Now you already know my love of support at any running event,  but I really do need to say that the support at this event took it to a new level.  Everyone (well anyone who can run a few miles and who owns a decent pair of trainers) should have the opportunity to experience running through this most stunning Welsh countryside.  There are few places that spectators can safely gather along the route, so instead, all the minibuses and support cars from some 60 teams of club runners honk their horns, shake cow bells, wave flags and yell encouragement as they overtake you on their way to the next relay leg. I was not expecting this. So lovely. Tidy even.  I am so used to belligerent drivers honking for other reasons when I am out training that I ran 10+ miles with a ridiculous grin on my face, waving at every van that passed (sorry if you were just an unaffiliated van driver having to swerve around my bodacious running shorts).  Every club was so supportive of every other club that it was difficult to remember it was a competition (perhaps this is where I dropped the baton, but in reality I was never going to be Queen of my Mountain).

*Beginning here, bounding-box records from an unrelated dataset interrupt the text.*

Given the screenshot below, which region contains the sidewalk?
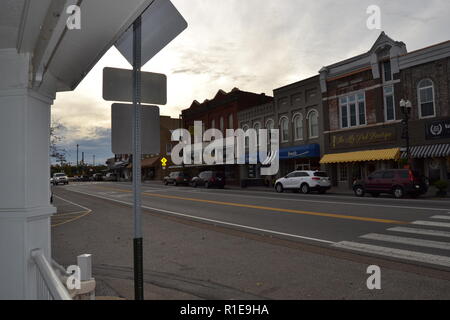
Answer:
[221,185,450,200]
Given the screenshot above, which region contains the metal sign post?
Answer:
[133,17,144,300]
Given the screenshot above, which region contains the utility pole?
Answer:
[133,16,144,300]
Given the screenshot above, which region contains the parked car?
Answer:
[164,172,191,186]
[191,171,226,189]
[275,171,331,194]
[53,172,69,186]
[353,169,429,198]
[92,173,103,181]
[104,173,117,181]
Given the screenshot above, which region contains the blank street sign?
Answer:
[111,103,160,154]
[116,0,188,67]
[103,68,167,105]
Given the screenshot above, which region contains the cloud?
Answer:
[53,0,450,156]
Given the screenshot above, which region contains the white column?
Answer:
[0,49,55,299]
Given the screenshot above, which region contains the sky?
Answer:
[52,0,450,164]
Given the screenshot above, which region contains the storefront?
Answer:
[402,144,450,183]
[320,148,400,188]
[280,144,320,176]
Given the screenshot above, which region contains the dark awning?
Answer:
[402,144,450,159]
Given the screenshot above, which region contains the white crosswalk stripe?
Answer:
[333,241,450,267]
[332,215,450,267]
[388,227,450,238]
[361,233,450,250]
[411,221,450,228]
[431,216,450,220]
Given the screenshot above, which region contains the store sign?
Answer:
[425,119,450,139]
[330,128,396,149]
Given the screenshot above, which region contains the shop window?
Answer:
[280,117,289,142]
[339,164,348,181]
[308,110,319,138]
[339,93,367,129]
[292,113,303,141]
[418,79,436,118]
[384,86,395,121]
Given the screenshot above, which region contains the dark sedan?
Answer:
[191,171,225,189]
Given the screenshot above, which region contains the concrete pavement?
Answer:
[49,183,450,299]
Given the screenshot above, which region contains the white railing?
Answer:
[31,249,72,300]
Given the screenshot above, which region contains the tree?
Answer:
[50,122,67,165]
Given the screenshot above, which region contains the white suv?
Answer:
[275,171,331,194]
[53,172,69,186]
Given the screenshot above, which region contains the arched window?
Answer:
[280,117,289,142]
[308,110,319,138]
[292,113,303,141]
[266,119,275,146]
[220,117,225,132]
[418,79,436,118]
[228,114,234,129]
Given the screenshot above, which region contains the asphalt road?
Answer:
[53,183,450,299]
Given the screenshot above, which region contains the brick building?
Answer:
[180,88,273,184]
[320,32,450,187]
[399,41,450,182]
[320,32,407,187]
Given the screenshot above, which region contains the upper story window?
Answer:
[339,93,367,129]
[292,113,303,141]
[228,114,234,129]
[383,60,394,82]
[418,79,436,118]
[383,86,395,121]
[220,117,225,132]
[308,110,319,138]
[280,117,289,142]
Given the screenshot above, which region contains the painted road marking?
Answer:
[65,190,335,244]
[360,233,450,250]
[411,221,450,228]
[431,216,450,220]
[89,186,450,212]
[333,241,450,267]
[388,227,450,238]
[51,195,92,228]
[76,187,408,224]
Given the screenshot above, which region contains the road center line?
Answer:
[64,189,336,245]
[81,186,408,224]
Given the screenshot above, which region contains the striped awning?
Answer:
[402,144,450,159]
[320,148,400,164]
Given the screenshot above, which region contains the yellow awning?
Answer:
[320,148,400,164]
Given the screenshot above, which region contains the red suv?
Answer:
[353,169,428,198]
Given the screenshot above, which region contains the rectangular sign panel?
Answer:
[116,0,188,67]
[103,68,167,105]
[111,103,160,154]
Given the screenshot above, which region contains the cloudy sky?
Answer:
[52,0,450,163]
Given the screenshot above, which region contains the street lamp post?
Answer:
[400,99,412,165]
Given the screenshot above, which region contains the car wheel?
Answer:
[300,183,310,194]
[355,186,366,197]
[275,183,284,193]
[393,187,404,199]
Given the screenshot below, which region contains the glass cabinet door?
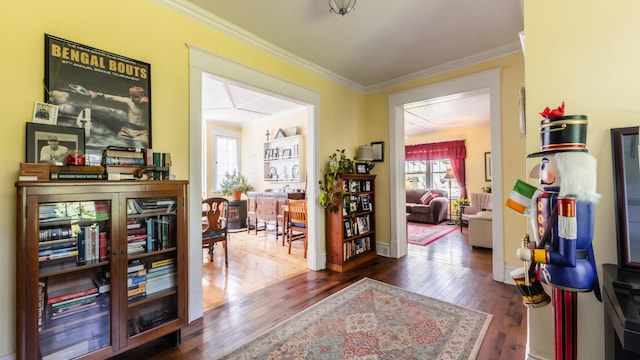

So I drove back home on the Saturday night, feeling snug in my Club race hoodie and finisher’s T- shirt (they gave me Large this time, so I must have shed some pounds during the race).  The race was worth every mile of the three hour return journey  and I was accompanied by a different club runner this time – equally as entertaining as my two passengers on the way up, I must say.   She is a hardier soul than I for she was already preparing to be up at the crack of dawn today to go back to marshall and greet the last runners back in at Caerphilly Castle on Sunday afternoon.

As one club member said, we may only be a small club – 120 members  – but we should all feel very smug that a third of us took part this weekend – and that is not to mention the support team.  On top of this, even I can admit that organising 20 women over any weekend is a challenge many would duck, even before you factor in the running element. Smashed it, Club organisers, we salute you!

I would have stayed over last night (do not judge me) and I would have been happy to test out my stamina for camping before risking canvas again in Kenya next month,  but then you can only  miss so many episodes of ‘Love Island’  and I have got some water bottle merchandise to shift.  Perhaps the Welsh Castles Relay organisers would consider reserving a Welsh villa for competitors next year?   I think club support could be strong; TV ratings alone would cover team entry and race merchandise.  Surely branded water bottles are the way to go?